De los aproximadamente **5.8 millones de agentes públicos** en Francia, se reportó que el 12.7% estaba en huelga en la función pública del Estado, el 7.47% en la función pública territorial y el 7.6% en la función pública hospitalaria. Estos números evidencian la **disconformidad** y la necesidad de cambiar la situación actual.
A ninguna «respuesta concreta» de Lecornu
Las organizaciones sindicales lamentan la “ocasión perdida” que representó la reunión entre el nuevo **Primer Ministro**, Sébastien Lecornu, y los representantes de la intersindical. En dicho encuentro, no se obtuvieron **respuestas concretas** a las demandas formuladas por los trabajadores.
Entre estas demandas se encuentran la **revalorización de las remuneraciones**, la **mejora de las condiciones de trabajo** y la **igualdad de género**. Asimismo, exigen la **creación de nuevos puestos** de funcionarios para poder hacer frente a todas las necesidades del servicio público.
Desde las organizaciones de la función pública hacen un llamado a los **trabajadores** a movilizarse de manera aún más contundente. «Es necesario construir un **presupuesto completamente diferente**», afirman los sindicatos en su declaración.
En un contexto donde el **anterior gobierno** proyectaba eliminar **3,000 puestos públicos para 2026** y no reemplazar a un funcionario de cada tres que se jubila, poco se ha conocido de las posibles medidas que el nuevo gobierno está considerando con respecto a los agentes públicos. Este opaco panorama ha generado **inquietud** entre los trabajadores, que esperan un cambio real y significativo en sus condiciones laborales y salariales.

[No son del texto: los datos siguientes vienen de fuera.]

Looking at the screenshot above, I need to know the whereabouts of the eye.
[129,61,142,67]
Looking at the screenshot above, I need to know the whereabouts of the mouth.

Impacto de la **movilización** en la sociedad
La creciente **movilización** en la función pública no solo afecta a los trabajadores, sino que también tiene un impacto en la **sociedad en su conjunto**. Con una cantidad significativa de agentes públicos en huelga, los ciudadanos pueden experimentar un **deterioro** en la calidad de los servicios públicos, desde la educación hasta la salud. Esto ha llevado a muchos a cuestionar la **sostenibilidad** del actual modelo de gestión pública en Francia.
Además, la **resistencia** de los sindicatos a aceptar propuestas insuficientes o vagas ha intensificado los diálogos entre el gobierno y los demás sectores. A medida que las reformas y el **ajuste fiscal** se vuelven más presionantes, parece inevitable que la voz de los trabajadores continúe resonando en las calles de Francia mientras exigen ser escuchados y valorados.
La necesidad de una **acción conjunta**
Es fundamental que se logre una **acción conjunta** entre los diferentes sectores de la función pública para alcanzar una respuesta firme a sus demandas. Esto no solo fortalecerá la posición de los sindicatos, sino que también enviará un mensaje claro al gobierno sobre la urgencia de abordar las **preocupaciones** de los trabajadores. La **unidad** en la movilización es esencial para garantizar que las voces de todos los funcionarios sean escuchadas.
La existencia de un diálogo abierto y constructivo entre el gobierno y representantes de los trabajadores es fundamental para prevenir futuras crisis en la función pública. La movilización del 2 de octubre puede ser un punto de inflexión que impulse un compromiso real por parte de las autoridades hacia la mejora de las condiciones laborales y salariales de los agentes públicos. La sociedad debe estar atenta a estos desarrollos, ya que los resultados afectarán a todos los ciudadanos en su interacción con los servicios públicos.